With inconsistent playing time down the stretch of key games for almost the entire 2009 playoffs, a reputation for being emotional and a bit of a handful when he’s unhappy, Orlando point guard Rafer Alston has been given every reason to lose his composure over the last month. But in Tuesday night’s pivotal Game 4 victory Cleveland, there he was, just when his team needed him most.

The Cavs closed the first half on an 18-7 run and had silenced the sell-out crowd inside Amway Arena, taking a 58-50 lead heading into the locker room. Sometime between the end of the first half and the start of the third quarter, Alston, who played just nine first half minutes, turned back the clock and seemed to morph into his famous alter-ego, “Skip To My Lou.”

During the first 3:32 of the second half, Alston scored 12 consecutive Magic points, doubling his output from the first half, while shooting 4-of-4 from the field. The Cleveland lead had shrunk to just three points at 63-60 with 8:28 remaining in the third quarter. After a short burst by the Cavs pushed the lead up to seven at 67-60, it was Alston again, this time with a bank-in three from well beyond-the-arc.

“At halftime I knew I had the most rest out of anyone,” Alston said. “… So I thought maybe come out, be aggressive, play with a lot of energy, get us off to a good second half start.”

Even though he scored only five points the rest of the game, Alston’s offensive outburst kept the Magic afloat just long enough to get back in the game while keeping Cleveland from blowing it wide open.

“Rafer’s spurt was huge,” Cleveland coach Mike Brown said after the game. “I mean, he played a heck of a game … You’ve got to give Rafer credit. He came out beginning of that third and he was a big factor. He kept them in the game when we could have built the lead.”

Alston finished the game with a career playoff-high 26 points on 10-of-17 shooting, including 6-of-12 from three-point land. Throw in four assists, two rebounds and two steals and Alston had his most impressive game of the 2009 playoffs.

“Rafer stepped up tonight,” Orlando center Dwight Howard said. “He wasn’t Rafer Alston, he was the playground legend Skip To My Lou. He was getting to the basket, he was finishing. He played with a lot of confidence. When he plays like the playground legend, then he’s tough to guard.”

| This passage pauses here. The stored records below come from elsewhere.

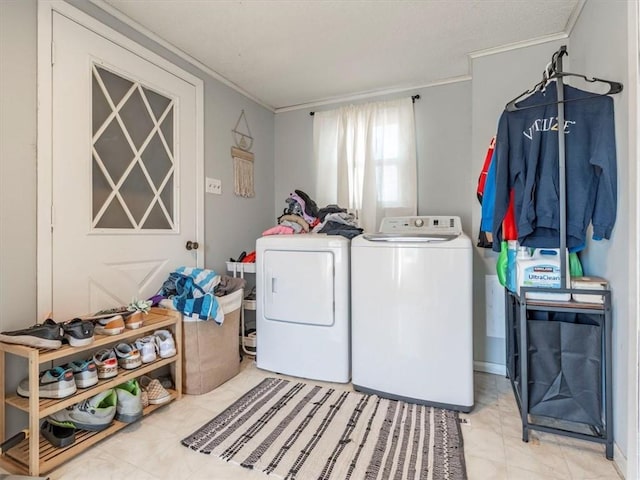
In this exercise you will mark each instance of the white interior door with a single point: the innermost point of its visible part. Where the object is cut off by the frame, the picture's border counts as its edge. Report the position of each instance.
(124, 173)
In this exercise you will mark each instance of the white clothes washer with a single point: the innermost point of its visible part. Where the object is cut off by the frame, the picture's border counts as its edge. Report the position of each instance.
(411, 299)
(302, 309)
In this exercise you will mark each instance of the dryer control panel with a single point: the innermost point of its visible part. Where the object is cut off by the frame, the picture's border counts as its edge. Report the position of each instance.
(441, 225)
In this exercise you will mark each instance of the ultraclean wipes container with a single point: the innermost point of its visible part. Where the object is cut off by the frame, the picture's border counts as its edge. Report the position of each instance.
(540, 269)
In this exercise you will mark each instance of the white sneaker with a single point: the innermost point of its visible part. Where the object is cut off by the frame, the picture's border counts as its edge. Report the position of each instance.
(128, 356)
(147, 348)
(164, 341)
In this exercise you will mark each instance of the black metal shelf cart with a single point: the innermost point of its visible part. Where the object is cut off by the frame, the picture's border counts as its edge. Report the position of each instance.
(563, 384)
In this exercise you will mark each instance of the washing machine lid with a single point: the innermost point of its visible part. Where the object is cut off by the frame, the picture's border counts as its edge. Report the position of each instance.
(436, 226)
(408, 237)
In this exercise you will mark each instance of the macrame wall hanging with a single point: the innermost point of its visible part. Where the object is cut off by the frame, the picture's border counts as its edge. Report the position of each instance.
(242, 159)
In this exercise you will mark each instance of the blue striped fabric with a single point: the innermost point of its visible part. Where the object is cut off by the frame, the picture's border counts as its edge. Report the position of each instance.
(195, 294)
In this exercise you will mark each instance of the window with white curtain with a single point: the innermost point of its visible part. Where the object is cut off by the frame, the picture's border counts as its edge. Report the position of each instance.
(365, 159)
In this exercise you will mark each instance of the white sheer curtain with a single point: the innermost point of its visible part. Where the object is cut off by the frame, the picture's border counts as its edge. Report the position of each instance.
(365, 159)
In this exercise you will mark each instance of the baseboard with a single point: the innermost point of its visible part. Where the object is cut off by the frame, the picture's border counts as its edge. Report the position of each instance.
(488, 367)
(619, 461)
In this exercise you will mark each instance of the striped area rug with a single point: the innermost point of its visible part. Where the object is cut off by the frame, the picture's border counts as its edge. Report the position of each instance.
(295, 430)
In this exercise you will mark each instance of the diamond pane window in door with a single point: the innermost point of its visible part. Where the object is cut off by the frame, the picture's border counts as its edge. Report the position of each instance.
(133, 155)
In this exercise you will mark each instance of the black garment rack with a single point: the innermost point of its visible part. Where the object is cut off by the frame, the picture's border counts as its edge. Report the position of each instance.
(518, 308)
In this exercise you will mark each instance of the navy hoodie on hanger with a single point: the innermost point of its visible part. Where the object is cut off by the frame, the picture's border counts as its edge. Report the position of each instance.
(527, 160)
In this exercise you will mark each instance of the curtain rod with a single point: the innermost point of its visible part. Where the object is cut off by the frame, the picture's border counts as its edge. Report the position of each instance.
(413, 99)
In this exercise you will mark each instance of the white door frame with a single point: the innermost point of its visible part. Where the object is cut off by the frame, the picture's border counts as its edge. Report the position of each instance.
(44, 138)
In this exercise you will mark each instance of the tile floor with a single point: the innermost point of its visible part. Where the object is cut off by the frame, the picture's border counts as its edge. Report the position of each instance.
(151, 449)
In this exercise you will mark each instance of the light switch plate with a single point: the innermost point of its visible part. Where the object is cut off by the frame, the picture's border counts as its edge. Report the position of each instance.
(213, 185)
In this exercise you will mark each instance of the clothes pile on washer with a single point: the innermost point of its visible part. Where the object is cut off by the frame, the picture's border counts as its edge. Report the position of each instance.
(302, 215)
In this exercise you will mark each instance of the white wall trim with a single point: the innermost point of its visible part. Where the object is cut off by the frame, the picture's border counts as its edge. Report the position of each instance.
(631, 466)
(44, 284)
(175, 50)
(375, 93)
(487, 367)
(573, 18)
(44, 290)
(620, 462)
(518, 45)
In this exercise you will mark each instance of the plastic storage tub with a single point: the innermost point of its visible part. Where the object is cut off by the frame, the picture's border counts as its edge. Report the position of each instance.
(211, 351)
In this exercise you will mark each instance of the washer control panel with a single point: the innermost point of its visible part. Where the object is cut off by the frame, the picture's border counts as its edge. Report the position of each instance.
(441, 225)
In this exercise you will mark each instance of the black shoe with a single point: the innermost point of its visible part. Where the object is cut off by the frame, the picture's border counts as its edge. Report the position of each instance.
(41, 335)
(78, 332)
(57, 435)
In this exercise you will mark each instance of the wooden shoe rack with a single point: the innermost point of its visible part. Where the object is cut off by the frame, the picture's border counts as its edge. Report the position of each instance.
(35, 454)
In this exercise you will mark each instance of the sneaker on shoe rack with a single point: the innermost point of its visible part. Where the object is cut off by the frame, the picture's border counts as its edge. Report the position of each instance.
(58, 436)
(129, 407)
(94, 414)
(41, 335)
(133, 320)
(165, 343)
(57, 382)
(106, 363)
(156, 392)
(109, 326)
(128, 356)
(85, 372)
(78, 332)
(110, 312)
(148, 348)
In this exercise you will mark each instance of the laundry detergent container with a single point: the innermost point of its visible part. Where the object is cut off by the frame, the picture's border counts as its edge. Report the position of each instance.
(211, 351)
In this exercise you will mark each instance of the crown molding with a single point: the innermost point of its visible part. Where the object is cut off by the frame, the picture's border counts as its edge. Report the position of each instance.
(117, 14)
(375, 93)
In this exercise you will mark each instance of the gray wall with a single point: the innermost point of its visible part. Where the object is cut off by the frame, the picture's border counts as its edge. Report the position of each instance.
(599, 48)
(443, 129)
(17, 180)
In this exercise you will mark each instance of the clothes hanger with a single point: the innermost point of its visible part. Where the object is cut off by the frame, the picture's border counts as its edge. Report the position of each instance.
(550, 73)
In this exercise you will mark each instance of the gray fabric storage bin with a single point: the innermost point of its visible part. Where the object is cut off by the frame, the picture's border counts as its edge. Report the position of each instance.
(565, 363)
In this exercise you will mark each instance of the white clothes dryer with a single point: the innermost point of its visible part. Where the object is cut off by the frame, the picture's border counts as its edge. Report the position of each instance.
(411, 300)
(302, 309)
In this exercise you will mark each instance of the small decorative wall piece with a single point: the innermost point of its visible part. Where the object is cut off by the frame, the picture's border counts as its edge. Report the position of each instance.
(242, 160)
(243, 173)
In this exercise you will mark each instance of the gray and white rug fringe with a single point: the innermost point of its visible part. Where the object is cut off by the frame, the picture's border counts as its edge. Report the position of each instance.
(295, 430)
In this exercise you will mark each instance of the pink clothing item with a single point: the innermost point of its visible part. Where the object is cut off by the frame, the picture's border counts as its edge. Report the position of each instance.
(279, 230)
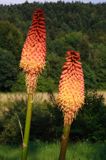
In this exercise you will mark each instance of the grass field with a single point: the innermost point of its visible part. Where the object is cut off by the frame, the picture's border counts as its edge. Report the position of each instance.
(45, 151)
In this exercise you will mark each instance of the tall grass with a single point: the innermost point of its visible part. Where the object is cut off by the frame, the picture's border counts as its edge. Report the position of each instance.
(49, 151)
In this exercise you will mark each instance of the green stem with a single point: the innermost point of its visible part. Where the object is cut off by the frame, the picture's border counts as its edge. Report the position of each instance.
(64, 142)
(27, 127)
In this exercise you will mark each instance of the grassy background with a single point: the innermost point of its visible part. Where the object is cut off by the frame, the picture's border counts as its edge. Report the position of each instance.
(50, 151)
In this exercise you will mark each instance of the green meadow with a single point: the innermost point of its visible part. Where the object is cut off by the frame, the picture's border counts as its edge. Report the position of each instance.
(50, 151)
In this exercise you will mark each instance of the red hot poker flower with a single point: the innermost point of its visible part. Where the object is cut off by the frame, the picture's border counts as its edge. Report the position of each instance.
(71, 86)
(34, 50)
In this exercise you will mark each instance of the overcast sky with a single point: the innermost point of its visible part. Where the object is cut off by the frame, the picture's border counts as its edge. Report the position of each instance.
(22, 1)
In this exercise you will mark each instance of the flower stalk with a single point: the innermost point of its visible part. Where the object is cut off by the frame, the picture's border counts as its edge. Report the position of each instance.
(64, 142)
(32, 62)
(27, 127)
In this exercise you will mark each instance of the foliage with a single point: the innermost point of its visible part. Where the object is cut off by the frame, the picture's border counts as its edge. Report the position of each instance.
(90, 123)
(50, 151)
(77, 26)
(47, 119)
(8, 70)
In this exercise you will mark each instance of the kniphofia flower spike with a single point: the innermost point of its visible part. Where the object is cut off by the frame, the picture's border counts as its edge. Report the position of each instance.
(71, 86)
(32, 62)
(34, 50)
(71, 94)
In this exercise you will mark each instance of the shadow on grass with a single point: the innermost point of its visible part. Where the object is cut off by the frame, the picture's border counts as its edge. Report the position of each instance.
(49, 151)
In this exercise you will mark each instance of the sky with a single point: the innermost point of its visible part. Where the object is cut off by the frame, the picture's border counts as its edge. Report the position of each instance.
(8, 2)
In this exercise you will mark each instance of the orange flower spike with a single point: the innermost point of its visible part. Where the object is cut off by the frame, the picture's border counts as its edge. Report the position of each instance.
(71, 87)
(34, 50)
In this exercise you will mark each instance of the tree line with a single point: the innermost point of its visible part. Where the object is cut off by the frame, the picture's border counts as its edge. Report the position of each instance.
(77, 26)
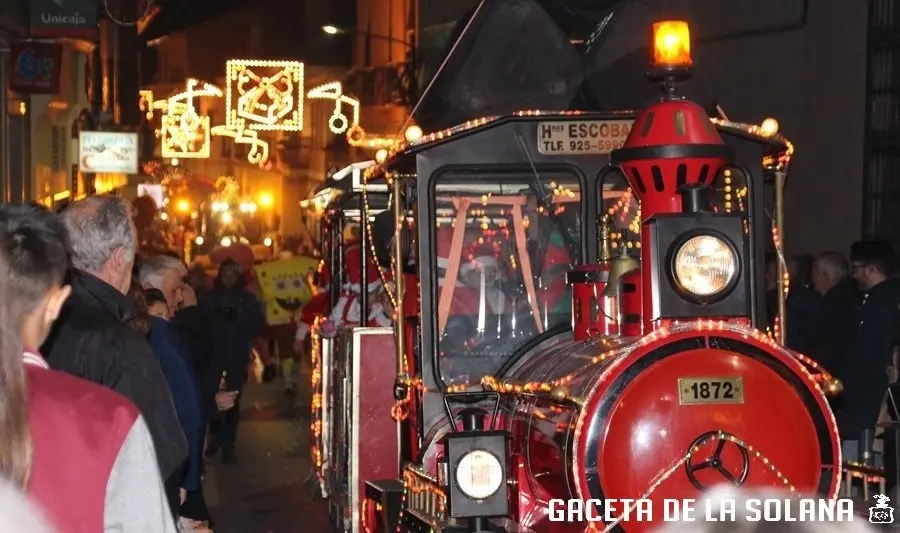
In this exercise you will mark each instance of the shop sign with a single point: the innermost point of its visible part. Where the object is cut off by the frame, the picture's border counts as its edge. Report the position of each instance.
(108, 151)
(63, 18)
(36, 68)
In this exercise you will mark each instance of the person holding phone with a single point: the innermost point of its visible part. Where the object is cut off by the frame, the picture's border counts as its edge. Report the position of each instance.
(236, 318)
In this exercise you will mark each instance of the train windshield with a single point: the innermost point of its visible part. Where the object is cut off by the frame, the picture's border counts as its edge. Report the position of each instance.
(503, 245)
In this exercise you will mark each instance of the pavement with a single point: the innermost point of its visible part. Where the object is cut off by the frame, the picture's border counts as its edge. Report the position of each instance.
(266, 492)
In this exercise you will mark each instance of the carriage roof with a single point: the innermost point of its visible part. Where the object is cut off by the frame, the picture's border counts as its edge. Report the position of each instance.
(776, 146)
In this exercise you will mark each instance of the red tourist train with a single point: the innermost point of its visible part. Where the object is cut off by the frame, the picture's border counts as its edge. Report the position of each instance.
(579, 306)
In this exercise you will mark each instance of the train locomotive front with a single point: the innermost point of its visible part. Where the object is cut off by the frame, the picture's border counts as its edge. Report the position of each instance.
(667, 388)
(666, 416)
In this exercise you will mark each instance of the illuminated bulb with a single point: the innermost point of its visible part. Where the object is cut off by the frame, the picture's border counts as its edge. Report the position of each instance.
(413, 133)
(769, 127)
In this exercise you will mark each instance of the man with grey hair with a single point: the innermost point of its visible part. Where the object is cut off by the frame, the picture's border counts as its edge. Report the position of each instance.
(91, 338)
(166, 274)
(835, 321)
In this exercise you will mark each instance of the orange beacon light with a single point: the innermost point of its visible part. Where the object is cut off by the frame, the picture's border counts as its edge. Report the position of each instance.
(671, 45)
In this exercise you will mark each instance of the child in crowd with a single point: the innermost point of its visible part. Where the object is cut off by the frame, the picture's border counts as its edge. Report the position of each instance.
(105, 477)
(156, 304)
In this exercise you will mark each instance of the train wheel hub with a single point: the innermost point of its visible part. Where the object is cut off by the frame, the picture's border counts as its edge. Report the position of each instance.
(735, 469)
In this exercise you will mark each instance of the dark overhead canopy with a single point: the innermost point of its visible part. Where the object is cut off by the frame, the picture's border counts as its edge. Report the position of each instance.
(513, 56)
(617, 60)
(519, 54)
(176, 15)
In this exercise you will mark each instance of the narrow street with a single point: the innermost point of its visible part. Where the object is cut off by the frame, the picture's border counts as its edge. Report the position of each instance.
(265, 491)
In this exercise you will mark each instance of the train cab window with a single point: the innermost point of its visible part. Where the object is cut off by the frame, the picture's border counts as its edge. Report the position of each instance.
(503, 244)
(729, 195)
(618, 201)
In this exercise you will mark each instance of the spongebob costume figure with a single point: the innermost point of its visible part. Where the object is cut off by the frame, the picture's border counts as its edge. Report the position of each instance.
(285, 285)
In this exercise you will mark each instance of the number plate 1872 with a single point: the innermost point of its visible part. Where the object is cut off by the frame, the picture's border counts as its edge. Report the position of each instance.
(693, 391)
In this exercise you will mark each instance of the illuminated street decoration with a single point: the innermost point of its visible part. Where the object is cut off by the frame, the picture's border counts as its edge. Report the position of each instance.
(260, 95)
(184, 133)
(338, 123)
(259, 149)
(264, 95)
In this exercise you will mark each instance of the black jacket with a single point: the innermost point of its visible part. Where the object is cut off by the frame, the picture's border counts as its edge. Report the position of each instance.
(194, 329)
(801, 307)
(834, 326)
(864, 372)
(236, 318)
(91, 340)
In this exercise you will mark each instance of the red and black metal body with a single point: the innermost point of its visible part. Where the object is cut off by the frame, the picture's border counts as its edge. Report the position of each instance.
(538, 359)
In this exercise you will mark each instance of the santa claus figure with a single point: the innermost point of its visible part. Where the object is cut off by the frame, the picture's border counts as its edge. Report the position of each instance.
(347, 310)
(318, 305)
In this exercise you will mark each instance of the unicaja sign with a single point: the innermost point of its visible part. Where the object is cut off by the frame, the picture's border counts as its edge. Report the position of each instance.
(62, 18)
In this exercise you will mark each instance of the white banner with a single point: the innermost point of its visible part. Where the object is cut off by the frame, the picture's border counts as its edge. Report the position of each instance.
(107, 151)
(584, 137)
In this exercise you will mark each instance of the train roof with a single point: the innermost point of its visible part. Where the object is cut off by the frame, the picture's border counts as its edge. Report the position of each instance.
(345, 187)
(777, 145)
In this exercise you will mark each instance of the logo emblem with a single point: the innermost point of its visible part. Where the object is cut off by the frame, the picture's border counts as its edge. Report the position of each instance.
(734, 468)
(882, 513)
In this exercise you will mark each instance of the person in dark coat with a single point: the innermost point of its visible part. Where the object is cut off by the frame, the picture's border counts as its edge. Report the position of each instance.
(801, 306)
(865, 373)
(835, 321)
(179, 370)
(236, 317)
(91, 339)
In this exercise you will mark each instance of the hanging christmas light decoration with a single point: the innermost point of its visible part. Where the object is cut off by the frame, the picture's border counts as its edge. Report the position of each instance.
(259, 149)
(184, 133)
(339, 123)
(264, 95)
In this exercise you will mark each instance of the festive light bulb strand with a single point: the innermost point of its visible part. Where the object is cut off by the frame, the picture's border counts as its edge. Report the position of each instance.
(666, 473)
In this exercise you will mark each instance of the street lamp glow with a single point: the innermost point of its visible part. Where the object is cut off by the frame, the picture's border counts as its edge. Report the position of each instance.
(413, 133)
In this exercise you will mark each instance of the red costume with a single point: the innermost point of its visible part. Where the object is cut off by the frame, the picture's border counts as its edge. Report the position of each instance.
(77, 431)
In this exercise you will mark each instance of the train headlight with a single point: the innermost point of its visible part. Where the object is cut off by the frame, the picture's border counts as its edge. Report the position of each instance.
(479, 474)
(476, 473)
(705, 266)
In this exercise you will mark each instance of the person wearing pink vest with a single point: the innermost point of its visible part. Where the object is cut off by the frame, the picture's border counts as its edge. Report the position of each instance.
(81, 452)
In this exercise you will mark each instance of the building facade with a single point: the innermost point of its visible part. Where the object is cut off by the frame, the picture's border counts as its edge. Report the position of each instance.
(297, 160)
(803, 62)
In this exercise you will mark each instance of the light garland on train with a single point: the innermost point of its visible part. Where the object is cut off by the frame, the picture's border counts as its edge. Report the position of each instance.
(821, 375)
(413, 483)
(666, 473)
(370, 232)
(317, 403)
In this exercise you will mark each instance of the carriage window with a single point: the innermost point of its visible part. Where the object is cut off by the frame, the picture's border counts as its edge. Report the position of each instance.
(729, 192)
(503, 245)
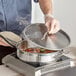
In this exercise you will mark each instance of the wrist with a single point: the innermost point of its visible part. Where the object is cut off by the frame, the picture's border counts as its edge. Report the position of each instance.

On a night where the Magic made a new playoff team-record 17 three-pointers, Rashard Lewis said Alston’s shooting made it easier for everyone else on the floor to get clean looks at the basket.

“He made it a lot easier on a lot of guys tonight because he was making shots,” Lewis said.

Alston’s Game 4 statistics boost his already impressive numbers against Cleveland. For the series he’s now averaging 14.8 points per game, better than everyone on the Cleveland roster outside of of LeBron James and Mo Williams, while shooting 44.8 percent from the field. Alston’s 10 three-pointers are also more than any player on the Cavs roster, as is his 43.5 percentage. Not bad for a guy who is no better than his team’s fifth option on offense.

“They are daring me to shoot it,” Alston said. “The first two games, (I was) not so good shooting the ball. But here I am, it is the last two, I’m able to knock them down.”